“Nobody would have believed anyone saying these emissions are taking place if the measurements were not so solid and carefully carried out,” Torben Christensen of Lund University in Sweden told environmentalresearchweb. “It is a classical basic-research finding of a surprise in Nature that probably has always been active, but no-one has had the logistical access before to the right tundra environments combined with the right techniques and high time-resolution measurements to be able to capture it.”

Emissions from terrestrial wetlands are the largest single source of methane, which is a greenhouse gas. In high latitudes there’s typically a late-autumn shoulder in atmospheric methane concentrations, but the cause for this is as yet unclear.

Christensen and colleagues from Denmark’s University of Copenhagen and University of Aarhus, NOAA Earth System Research Laboratory, in the US, SRON Netherlands Institute for Space Research, and Utrecht University in the Netherlands used automated flux chambers to take hourly measurements of methane with laser-spectroscopy equipment in the Zackenberg Valley.

The scientists found that methane emissions fell following the growing season but then increased as freezing started, continuing at high levels for several weeks while complete freeze-in of the soil and root zone took place. This may be caused by methane in the active layer being squeezed out by frost, say the researchers. During freezing at lower latitudes, in contrast, the absence of such freezing may allow methane to diffuse downwards.

The autumn methane flux was highly variable over small distances, probably because of differences in peat and vegetation structure providing different pathways for emission to the atmosphere. The freeze-in emissions were also more variable than summer emissions, peaking at 112.5 mg of methane per m2/hour – the highest rate ever reported from a tundra ecosystem (excluding hotspot emissions from thermokarst lakes). Over the summer the ecosystem emitted roughly 4.5 g of methane per m2.

Incorporating these autumn emissions in atmospheric transport models improved the simulated seasonal cycle of atmospheric methane.

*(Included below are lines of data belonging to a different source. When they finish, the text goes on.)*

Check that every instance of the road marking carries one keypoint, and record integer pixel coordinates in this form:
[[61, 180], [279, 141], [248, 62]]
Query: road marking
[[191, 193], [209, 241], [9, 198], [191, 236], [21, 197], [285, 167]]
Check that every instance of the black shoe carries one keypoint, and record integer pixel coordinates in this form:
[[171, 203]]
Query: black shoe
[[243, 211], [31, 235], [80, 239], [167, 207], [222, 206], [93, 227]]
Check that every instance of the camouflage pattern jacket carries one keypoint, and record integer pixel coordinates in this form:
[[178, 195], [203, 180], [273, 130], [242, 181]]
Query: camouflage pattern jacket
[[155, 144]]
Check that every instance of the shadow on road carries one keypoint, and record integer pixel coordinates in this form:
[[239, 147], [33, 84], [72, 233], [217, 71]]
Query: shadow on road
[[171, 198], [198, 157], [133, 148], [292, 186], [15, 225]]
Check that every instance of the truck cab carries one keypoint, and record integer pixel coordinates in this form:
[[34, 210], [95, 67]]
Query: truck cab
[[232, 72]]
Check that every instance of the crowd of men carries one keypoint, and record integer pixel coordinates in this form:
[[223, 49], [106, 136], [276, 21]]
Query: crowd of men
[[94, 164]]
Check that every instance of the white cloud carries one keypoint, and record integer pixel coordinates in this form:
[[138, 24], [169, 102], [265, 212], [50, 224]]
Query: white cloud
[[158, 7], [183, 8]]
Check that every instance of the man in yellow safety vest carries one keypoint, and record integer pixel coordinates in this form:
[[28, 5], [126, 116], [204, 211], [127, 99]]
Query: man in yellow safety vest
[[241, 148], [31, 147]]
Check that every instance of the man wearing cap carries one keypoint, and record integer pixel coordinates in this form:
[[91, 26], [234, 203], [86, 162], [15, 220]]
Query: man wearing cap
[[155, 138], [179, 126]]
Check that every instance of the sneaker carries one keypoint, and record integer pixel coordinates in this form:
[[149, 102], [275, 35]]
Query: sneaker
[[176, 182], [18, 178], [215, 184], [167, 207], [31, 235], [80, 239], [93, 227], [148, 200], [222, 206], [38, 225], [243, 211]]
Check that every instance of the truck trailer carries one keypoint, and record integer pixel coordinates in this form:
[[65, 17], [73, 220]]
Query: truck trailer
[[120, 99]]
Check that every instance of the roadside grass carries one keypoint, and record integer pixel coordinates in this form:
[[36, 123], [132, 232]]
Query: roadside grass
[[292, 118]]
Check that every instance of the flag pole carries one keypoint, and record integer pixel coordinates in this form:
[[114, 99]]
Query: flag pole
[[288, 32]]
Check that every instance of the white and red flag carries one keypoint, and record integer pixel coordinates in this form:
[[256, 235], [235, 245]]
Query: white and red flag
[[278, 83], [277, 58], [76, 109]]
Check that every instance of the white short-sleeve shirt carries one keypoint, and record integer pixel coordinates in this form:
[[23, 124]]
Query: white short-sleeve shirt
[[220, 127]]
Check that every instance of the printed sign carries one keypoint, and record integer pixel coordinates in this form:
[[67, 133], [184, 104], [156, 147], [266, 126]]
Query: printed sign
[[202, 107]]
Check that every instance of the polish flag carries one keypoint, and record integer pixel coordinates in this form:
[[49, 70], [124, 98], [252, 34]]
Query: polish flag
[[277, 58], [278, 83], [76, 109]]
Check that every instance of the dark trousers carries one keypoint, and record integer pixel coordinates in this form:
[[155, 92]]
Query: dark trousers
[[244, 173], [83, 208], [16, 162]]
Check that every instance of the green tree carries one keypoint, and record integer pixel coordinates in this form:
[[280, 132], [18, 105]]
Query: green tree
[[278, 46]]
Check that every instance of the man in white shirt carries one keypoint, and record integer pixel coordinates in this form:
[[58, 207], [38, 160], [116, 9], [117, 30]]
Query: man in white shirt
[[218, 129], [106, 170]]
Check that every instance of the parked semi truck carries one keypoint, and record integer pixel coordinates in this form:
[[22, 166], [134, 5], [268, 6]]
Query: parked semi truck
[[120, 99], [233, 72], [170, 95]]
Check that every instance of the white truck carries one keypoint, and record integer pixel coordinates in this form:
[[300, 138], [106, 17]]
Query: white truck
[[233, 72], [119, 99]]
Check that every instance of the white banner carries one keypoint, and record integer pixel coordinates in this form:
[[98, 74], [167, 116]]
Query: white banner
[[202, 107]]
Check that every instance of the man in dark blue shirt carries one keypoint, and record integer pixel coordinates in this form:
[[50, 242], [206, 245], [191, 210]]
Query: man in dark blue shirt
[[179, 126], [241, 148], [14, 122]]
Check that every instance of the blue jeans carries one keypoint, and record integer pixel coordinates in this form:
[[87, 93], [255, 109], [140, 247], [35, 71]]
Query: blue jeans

“[This is] a basic research finding that may help us understand how the high northern latitudes are connected to the atmosphere and how seasonal dynamics of methane concentrations in the atmosphere may be better explained if the emissions we have observed are indeed a general phenomena,” said Christensen. “But the implications for climate change are only through this improved understanding of how the natural system works. Through this we may better understand permafrost melting in the margins of the Arctic and how changing methane emissions in these regions may have feedback effects on climate.”

The researchers believe there is no reason that such a mechanism shouldn’t happen everywhere that there are similar ecosystems. Applying the fluxes measured at Zackenberg to all wet-meadow tundra would give a pulse of around 4 Teragrammes of methane from the highest latitudes at what was previously thought to be an inactive time of year.

“This does not greatly increase emissions estimates from high northern latitudes, but it revises our view of the seasonal distribution of known emissions,” write the researchers in Nature.

Now the team is investigating the mechanism behind the emissions, both in the lab and in the field. “But to improve our possibilities of arriving at answers, we are pivotally dependent on making sure that the research station Zackenberg is kept open for a much longer period every year than has previously been the case,” said Christensen. “We believe it is in the spring and autumn periods that the major unanswered research questions lie, not only in this particular research field, and we must make sure that a station we have such exciting observations from is kept open permanently at least from April through November.”